Congé de maternité ou d'adoption et congé de paternité

L'interruption de travail due à l'état de grossesse médicalement constaté dont la durée est fixée par la loi est indemnisée par l'employeur à 90 % du salaire brut de l'intéressée, déduction faite du montant des indemnités journalières qu'elle reçoit de la sécurité sociale et, le cas échéant, de tout autre régime de prévoyance comportant participation de l'employeur, pour la part correspondant à cette participation.

Les salariés percevront dans la limite du plafond de la sécurité sociale des indemnités égales au salaire diminué des cotisations sociales, de la CRDS et de la CSG. Le salaire net sera donc maintenu.

Cette disposition peut être couverte par un régime collectif de prévoyance selon les modalités prévues au chapitre 9 « Indemnisation maladie. – Accident » ci-après.

En cas d'état pathologique, attesté par un certificat médical, la période de suspension du contrat est augmentée de la durée de cet état pathologique dans les limites fixées par la loi.

Dans cette hypothèse, si la salariée remplit les conditions fixées au chapitre précité, elle bénéficie, pendant cette durée, des indemnités complémentaires prévues par ce texte sans qu'il y ait lieu d'observer le délai de carence éventuellement applicable.

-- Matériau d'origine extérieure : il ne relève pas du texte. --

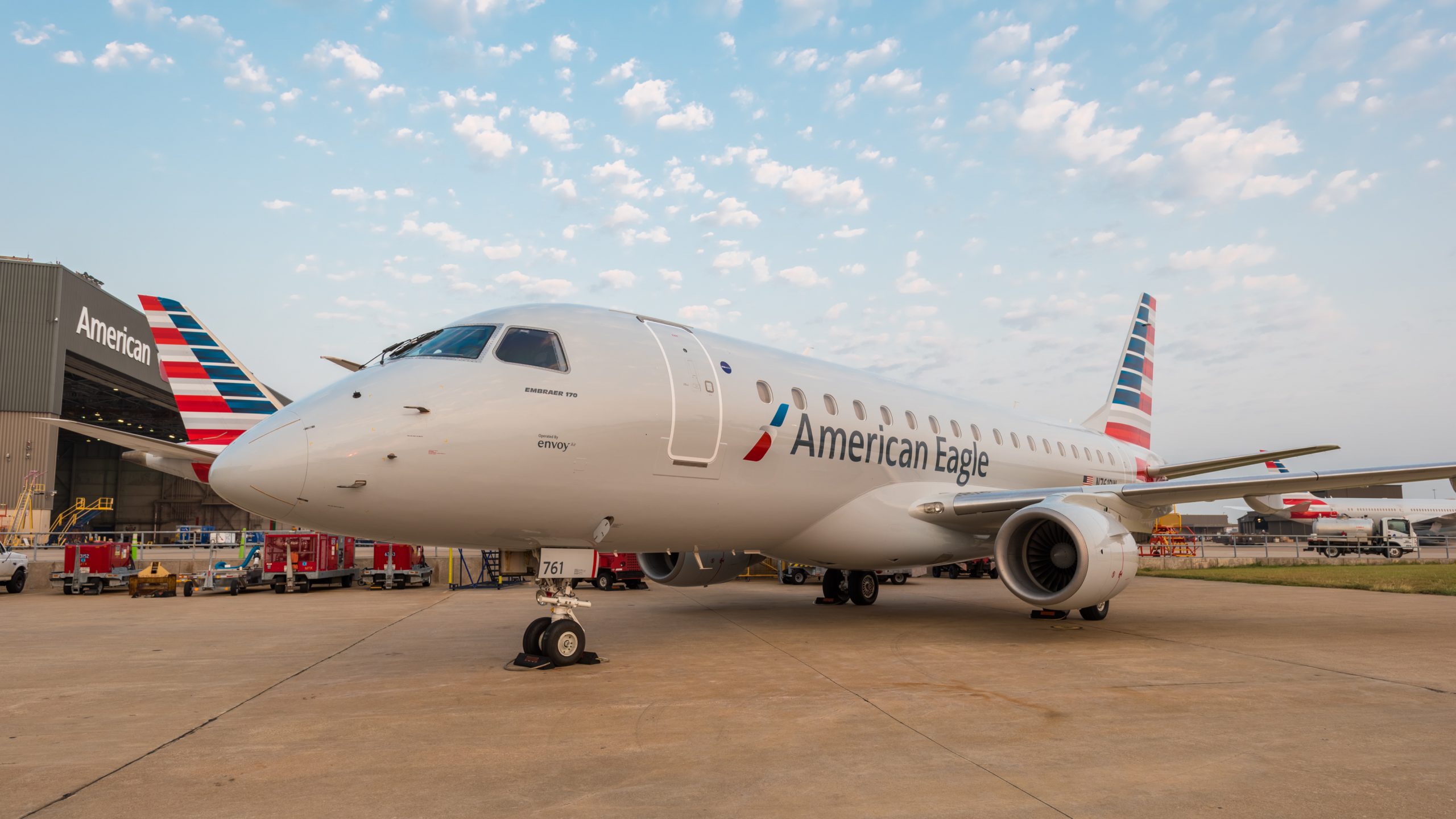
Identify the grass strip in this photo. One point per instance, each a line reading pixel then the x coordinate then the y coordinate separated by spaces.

En cas de grossesse normale, la durée du congé post-natal est de 10 semaines. Il peut toutefois être prolongé en cas de naissance prématurée, la femme bénéficiant en toute hypothèse d'un congé total de 16 semaines.

Les 6 premières semaines suivant l'accouchement font l'objet d'une interdiction absolue d'emploi. Au-delà de la 6e semaine suivant l'accouchement, si l'enfant reste hospitalisé, la mère peut demander à son employeur de reporter tout ou partie du reliquat de son congé maternité à la date d'arrivée de l'enfant au foyer. La durée du congé post-natal peut, dans ce cas, être prolongée, avec le même taux d'indemnisation de 90 % du salaire brut de l'intéressée, de la durée d'hospitalisation de l'enfant dans la limite de 4 semaines de telle sorte que la durée totale du congé post-natal puisse être portée jusqu'à un maximum de 14 semaines. Il faut alors tenir compte de la durée du congé prénatal, afin d'éviter que la prolongation exceptionnelle qu'elle institue puisse se cumuler avec un reliquat de congé prénatal restant à prendre. En conséquence, lorsque le congé prénatal est inférieur ou supérieur aux 6 semaines légales, la différence s'imputera sur la prolongation de celui-ci.

Le salarié peut bénéficier d'un congé de paternité quelle que soit la nature de son contrat de travail et quelle que soit son ancienneté conformément aux articles L. 1225-35, L. 1225-36 et D. 1225-8 du code du travail et aux articles L. 331-8 et D. 331-4 du code de la sécurité sociale.